For a while I’ve been curious about Go and its relevance to Web development.

I’ve heard a lot of good things about the performance, its rich standard library and how it has become a first language for many PHP and Node developers.

So let’s have a go at Go!

CLI App

You can view the code hosted on GitHub at azdanov/images.
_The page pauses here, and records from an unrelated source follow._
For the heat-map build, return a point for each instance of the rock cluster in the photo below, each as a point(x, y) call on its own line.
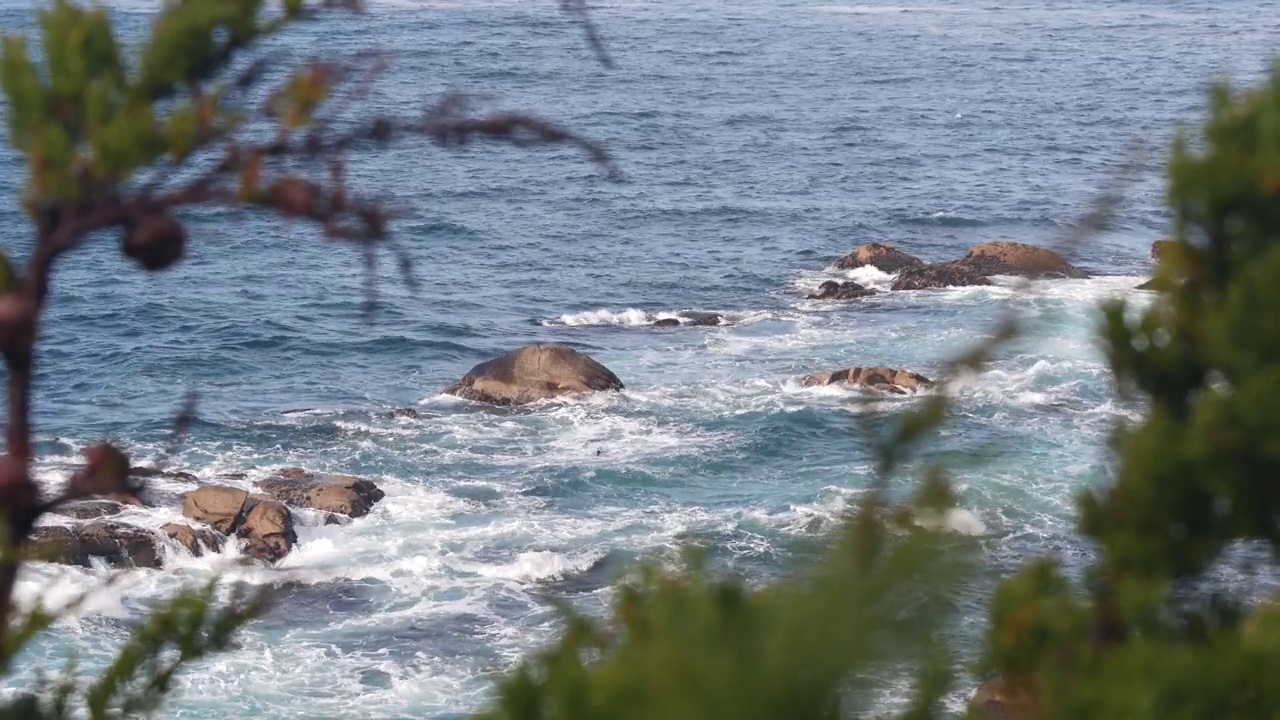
point(976, 268)
point(261, 523)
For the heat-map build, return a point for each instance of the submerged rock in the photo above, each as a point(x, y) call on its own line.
point(882, 256)
point(534, 372)
point(88, 509)
point(149, 473)
point(997, 700)
point(343, 495)
point(887, 379)
point(690, 319)
point(940, 274)
point(117, 543)
point(1004, 258)
point(195, 540)
point(264, 524)
point(848, 290)
point(704, 319)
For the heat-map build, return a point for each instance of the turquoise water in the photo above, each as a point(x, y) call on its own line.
point(758, 142)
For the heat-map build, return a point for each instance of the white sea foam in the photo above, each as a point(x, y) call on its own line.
point(954, 519)
point(635, 318)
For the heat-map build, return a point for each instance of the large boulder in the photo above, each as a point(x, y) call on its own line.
point(997, 700)
point(344, 495)
point(534, 372)
point(1004, 258)
point(832, 290)
point(195, 540)
point(264, 524)
point(117, 543)
point(940, 274)
point(885, 258)
point(887, 379)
Here’s the finished version, since this is not a tutorial I will not explain what each part of the code does.

package main

import (
	"bufio"
	"encoding/base64"
	"fmt"
	"log"
	"mime"
	"os"
	"path/filepath"
)

func main() {
	if len(os.Args) == 1 {
		log.Fatal("No arguments specified.")
	}

	image := os.Args[1]

	file, err := os.Open(image)
	if os.IsNotExist(err) {
		log.Fatal("File not found.")
	}

	mimeType := mime.TypeByExtension(filepath.Ext(os.Args[1]))

	supported := []string{
		"image/svg",
		"image/svg+xml",
		"image/gif",
		"image/jpeg",
		"image/png",
	}

	if !inSlice(mimeType, supported) {
		log.Fatal("Image type not supported.")
	}

	info, _ := file.Stat()
	buf := make([]byte, info.Size())

	fReader := bufio.NewReader(file)
	_, _ = fReader.Read(buf)

	data := fmt.Sprintf(
		"data:%s;base64,%s",
		mimeType,
		base64.StdEncoding.EncodeToString(buf)
	)

	fmt.Print(data)
}

func inSlice(a string, list []string) bool {
	for _, b := range list {
		if a == b {
			return true
		}
	}
	return false
}

Original was made in PHP:

<?php

declare(strict_types=1);

array_shift($argv);
$image = array_shift($argv);

if (!$image) {
    fwrite(STDERR, 'No arguments specified.');
    die(1);
}
if (!file_exists($image)) {
    fwrite(STDERR, 'File not found.');
    die(1);
}

$mime = mime_content_type($image);

$supported = ['image/svg', 'image/svg+xml', 'image/gif', 'image/jpeg', 'image/png'];
if (!in_array($mime, $supported)) {
    fwrite(STDERR, 'Image type not supported.');
    die(1);
}

if ($mime === 'image/svg') {
    $mime .= '+xml';
}

$data = file_get_contents($image);

die("data:${mime};base64," . base64_encode($data));

And for fun here’s Node:

const { existsSync, readFileSync } = require('fs');
const { extname } = require('path');

if (process.argv.length == 2) {
  process.stderr.write('No arguments specified.');
  process.exit(1);
}

const image = process.argv[2];

if (!existsSync(image)) {
  process.stderr.write('File not found.');
  process.exit(1);
}

const extension = extname(image).substr(1);
const supported = ['image/svg+xml', 'image/gif', 'image/jpeg', 'image/png'];
const mime = supported.find((s) => s.includes(extension));

if (!mime) {
  process.stderr.write('Image type not supported.');
  process.exit(1);
}

const data = readFileSync(image);
process.stdout.write(`data:${mime};base64,${data.toString('Base64')}`);

Benchmark

I was curious how much Go would outperform PHP and Node, and was pleasantly surprised.

hyperfine was used for the benchmarks.

PHP (PHP 7.3.3)Go (go1.12.1 darwin/amd64)Node (v11.13.0)
User: 20.6ms, System: 9.8ms 74 runsUser: 5.1ms, System: 2.2ms 286 runsUser: 72.9ms, System: 18.7ms 30 runs

Finish

I didn’t expect Node to be that slow compared to PHP. I guess PHP is performant enough for most Web related tasks.

So in conclusion Go is really an interesting language, there is a good reason it’s called the C language of the web.